Sept 8, 2014
By Joe Maniscalco
New York, NY – Bill de Blasio says he wants to take away their jobs, but that didn’t stop the “Tale of Two Cities” mayor from marching in the same procession with Central park horse carriage drivers in this year’s Labor Day Parade – and that was just fine with the Teamsters from Local 553.
“He’s marching with our people,” said Stephen Malone, spokesperson for the Horse Carriage Association of New York. “This is our house now.
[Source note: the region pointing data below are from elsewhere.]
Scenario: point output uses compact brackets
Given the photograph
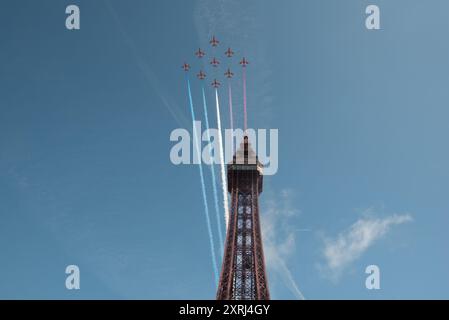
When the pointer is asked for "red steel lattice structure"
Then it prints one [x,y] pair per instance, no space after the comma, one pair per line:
[243,275]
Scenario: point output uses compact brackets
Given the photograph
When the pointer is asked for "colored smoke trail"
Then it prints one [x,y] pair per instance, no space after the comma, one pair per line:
[222,164]
[214,184]
[244,100]
[231,119]
[203,186]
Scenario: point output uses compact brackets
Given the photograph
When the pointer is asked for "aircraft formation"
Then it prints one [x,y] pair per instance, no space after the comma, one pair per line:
[214,62]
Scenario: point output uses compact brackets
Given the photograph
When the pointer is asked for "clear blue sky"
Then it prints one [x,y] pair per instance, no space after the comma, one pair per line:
[85,119]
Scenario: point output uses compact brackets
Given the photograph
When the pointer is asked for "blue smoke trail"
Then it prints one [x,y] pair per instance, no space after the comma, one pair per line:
[217,211]
[203,187]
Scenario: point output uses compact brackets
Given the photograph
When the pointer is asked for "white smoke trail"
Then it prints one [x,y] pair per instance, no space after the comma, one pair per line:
[214,184]
[222,164]
[203,186]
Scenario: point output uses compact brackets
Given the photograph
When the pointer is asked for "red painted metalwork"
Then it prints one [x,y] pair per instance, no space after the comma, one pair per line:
[243,275]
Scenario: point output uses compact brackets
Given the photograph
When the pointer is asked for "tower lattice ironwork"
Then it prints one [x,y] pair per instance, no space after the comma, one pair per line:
[243,275]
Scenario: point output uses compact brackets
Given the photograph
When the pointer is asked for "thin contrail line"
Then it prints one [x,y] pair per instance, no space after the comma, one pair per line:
[222,164]
[203,187]
[214,183]
[245,121]
[231,117]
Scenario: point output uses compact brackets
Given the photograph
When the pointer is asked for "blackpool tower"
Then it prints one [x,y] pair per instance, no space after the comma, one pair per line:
[243,275]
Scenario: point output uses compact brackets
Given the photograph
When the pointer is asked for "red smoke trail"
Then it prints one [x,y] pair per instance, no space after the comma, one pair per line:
[244,100]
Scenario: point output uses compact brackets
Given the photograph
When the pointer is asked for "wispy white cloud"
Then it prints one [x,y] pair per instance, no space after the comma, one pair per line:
[350,244]
[279,238]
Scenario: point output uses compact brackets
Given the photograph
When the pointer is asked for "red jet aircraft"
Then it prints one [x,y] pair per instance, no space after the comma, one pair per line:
[229,53]
[200,53]
[201,75]
[214,62]
[229,74]
[215,84]
[186,66]
[244,62]
[214,42]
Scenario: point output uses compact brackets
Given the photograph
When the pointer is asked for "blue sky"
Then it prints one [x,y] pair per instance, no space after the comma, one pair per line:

And as long as he’s marching with us, he’s not marching against us.”
Fellow horse carriage driver Christina Hansen, originally from Lexington, Kentucky, welcomed the mayor to the parade and reminded him that the horse is the “heart of the Teamsters Union.”
“They said that in a resolution back in 1916,” Hansen said. “We have every right to be here, and if the mayor wants to join us in supporting labor, then we’re all for it.”
The latest poll from Quinnipiac University Poll found that over 60 percent of New Yorkers think that the horse carriage drivers should keep their jobs.
But just a few days prior to this year’s Labor Day Parade along 5th Avenue, the mayor was still insisting that the public will soon change its mind and back a ban.
Malone, however, says that the Central Park horse carriage drivers are only gaining more support the longer the controversy between the mayor and the industry drags on.
“People are beginning to actually see and realize what’s going on here,” Malone said just before joining this year’s Labor Day Parade. “We feel very confident [that we’ll win].”
Although the mayor promised to ban New York City’s lucrative horse carriage industry, the City Council has yet to move ahead with legislation.
Back in March, the New York City Central Labor Council – the union umbrella group that sponsored of the 2014 Labor Day Parade – called on Mayor de Blasio to abandon his push for a horse carriage ban.
The mayor led this year’s procession along with a cadre of other elected officials, and reportedly did not have the opportunity to cross paths with Malone and Hansen who waited to enter the parade route at West 46th Street with Malone’s lead draft horse “Tyson.”